When you run a Residential Care Facility for the Elderly (RCFE), you fill your life with equal parts reward and risk. Providing care for aging people who need it often provides a sense of purpose. Plus, there’s the job security as people will always get older and need support.
At the same time, though, operating an RCFE exposes you to the potential for incidents. If a resident slips or one of your team members mismanages their medication, you could find yourself in a sticky and expensive situation.
That’s why it’s so important to have the right insurance coverage in place for your RCFE. With policies to protect you, your team, and your facility, you can better enjoy the rewarding parts of running your facility.
Once you start paying for coverage, you want to make sure it offers the safeguards you expect. Here, documentation is key.
Why it’s so important to document incidents at your facility
Your RCFE’s insurance, particularly your liability coverage, steps in to defend you when things go sideways. If you find yourself facing a negligence lawsuit, for example, your liability policy can come to your aid, paying out for your defense.
For that to happen, though, you need to verify what actually happened in the incident. Without documentation, you lack the evidence that could bolster your side of things. And some insurers will even deny claims on grounds of poor documentation.

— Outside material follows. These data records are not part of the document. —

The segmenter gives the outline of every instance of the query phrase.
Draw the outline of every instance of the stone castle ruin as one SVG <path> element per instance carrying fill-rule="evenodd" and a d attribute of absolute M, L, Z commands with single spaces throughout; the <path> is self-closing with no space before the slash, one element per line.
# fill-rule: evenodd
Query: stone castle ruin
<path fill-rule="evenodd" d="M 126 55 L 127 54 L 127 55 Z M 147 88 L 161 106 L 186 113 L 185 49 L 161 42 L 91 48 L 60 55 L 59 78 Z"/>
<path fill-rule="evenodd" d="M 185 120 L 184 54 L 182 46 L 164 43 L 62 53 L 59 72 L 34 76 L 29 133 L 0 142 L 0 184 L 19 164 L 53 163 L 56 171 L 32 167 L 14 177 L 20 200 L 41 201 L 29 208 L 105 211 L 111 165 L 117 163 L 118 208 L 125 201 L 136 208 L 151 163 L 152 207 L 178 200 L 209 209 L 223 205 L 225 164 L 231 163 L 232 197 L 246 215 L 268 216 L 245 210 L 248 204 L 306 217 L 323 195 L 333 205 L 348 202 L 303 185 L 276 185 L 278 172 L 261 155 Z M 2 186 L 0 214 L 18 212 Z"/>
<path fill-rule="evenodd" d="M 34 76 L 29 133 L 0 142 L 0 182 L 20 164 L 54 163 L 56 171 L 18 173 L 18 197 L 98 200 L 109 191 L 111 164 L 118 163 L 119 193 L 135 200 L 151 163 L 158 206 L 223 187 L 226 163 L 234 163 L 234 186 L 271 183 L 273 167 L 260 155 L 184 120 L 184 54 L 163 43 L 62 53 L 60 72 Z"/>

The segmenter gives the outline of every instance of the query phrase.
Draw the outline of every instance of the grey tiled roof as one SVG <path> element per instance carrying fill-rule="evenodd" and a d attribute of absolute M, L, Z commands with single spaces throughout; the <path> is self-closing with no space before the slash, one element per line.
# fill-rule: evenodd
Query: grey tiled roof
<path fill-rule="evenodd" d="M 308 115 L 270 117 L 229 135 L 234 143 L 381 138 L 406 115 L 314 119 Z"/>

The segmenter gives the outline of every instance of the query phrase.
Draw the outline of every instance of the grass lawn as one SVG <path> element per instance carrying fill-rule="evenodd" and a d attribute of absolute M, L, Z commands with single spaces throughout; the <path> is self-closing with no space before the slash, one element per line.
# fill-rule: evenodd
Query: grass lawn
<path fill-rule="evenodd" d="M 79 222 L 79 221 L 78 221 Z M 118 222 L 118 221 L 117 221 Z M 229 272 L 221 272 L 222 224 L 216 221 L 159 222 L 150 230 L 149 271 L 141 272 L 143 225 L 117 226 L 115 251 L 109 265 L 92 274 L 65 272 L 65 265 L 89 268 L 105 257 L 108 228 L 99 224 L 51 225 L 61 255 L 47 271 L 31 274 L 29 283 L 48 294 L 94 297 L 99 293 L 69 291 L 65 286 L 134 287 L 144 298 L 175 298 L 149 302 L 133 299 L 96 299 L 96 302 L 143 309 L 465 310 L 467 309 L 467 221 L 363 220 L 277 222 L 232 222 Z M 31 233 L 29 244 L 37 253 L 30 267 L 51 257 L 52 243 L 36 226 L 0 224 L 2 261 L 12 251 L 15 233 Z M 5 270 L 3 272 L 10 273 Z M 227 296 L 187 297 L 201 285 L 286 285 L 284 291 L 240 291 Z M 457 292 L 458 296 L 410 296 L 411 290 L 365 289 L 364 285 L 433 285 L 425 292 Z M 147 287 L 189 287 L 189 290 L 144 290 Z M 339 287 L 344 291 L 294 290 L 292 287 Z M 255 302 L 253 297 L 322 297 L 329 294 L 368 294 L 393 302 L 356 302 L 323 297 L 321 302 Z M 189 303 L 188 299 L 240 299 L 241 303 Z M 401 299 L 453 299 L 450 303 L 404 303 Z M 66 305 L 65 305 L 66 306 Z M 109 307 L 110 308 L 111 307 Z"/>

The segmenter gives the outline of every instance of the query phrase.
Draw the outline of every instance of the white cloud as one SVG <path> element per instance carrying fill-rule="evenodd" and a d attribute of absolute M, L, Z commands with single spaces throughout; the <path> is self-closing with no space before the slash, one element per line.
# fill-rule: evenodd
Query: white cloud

That makes record-keeping an critical asset for your RCFE. Make it a habit for your team to write things down or enter them into your system. Require documentation for:
- Accusations of improper care (from residents and visitors)
- Disputes
- Equipment malfunctions
- Incidents that didn’t result in injury (e.g., a resident slips but doesn’t get hurt from it)
- Injuries
- Medication irregularities (e.g., missed doses)
- Outbursts
- Unusual incidents
- Wandering episodes
In short, anything that falls outside of the norm at your facility should get captured. You might think you don’t necessarily want to capture errors on your end, like improper administration of medication. If you only capture the feathers in your cap, though, you could miss crucial evidence when a claim arises.
3 steps to document an incident at your RCFE
After something outside of the ordinary happens at your RCFE, have a team member follow these steps to capture a record of it:
1. First, make sure any affected residents, visitors, and/or staff members are safe.
2. Then, write an incident report, complete with:
a. The date
b. The names of everyone involved
c. The names of any witnesses
d. A detailed and fact-based description of what happened
e. Photo or video evidence, when possible
f. Information about what happened in response to the incident (e.g., medical treatment administered for an injury)
3. Finally, notify the appropriate parties. That’s often the resident’s family member or physician. If the incident is serious enough (e.g., a resident goes missing, they get seriously hurt) and affects a resident with an assisted living waiver (ALW), you also need to file a report with the California Department of Health Care Services within 24 hours.
Having a standardized incident report template makes it easier for your team to capture the information an insurance claim might require. Also, encourage them to fill it out as quickly as possible (ideally, immediately after the incident when their memory is fresh).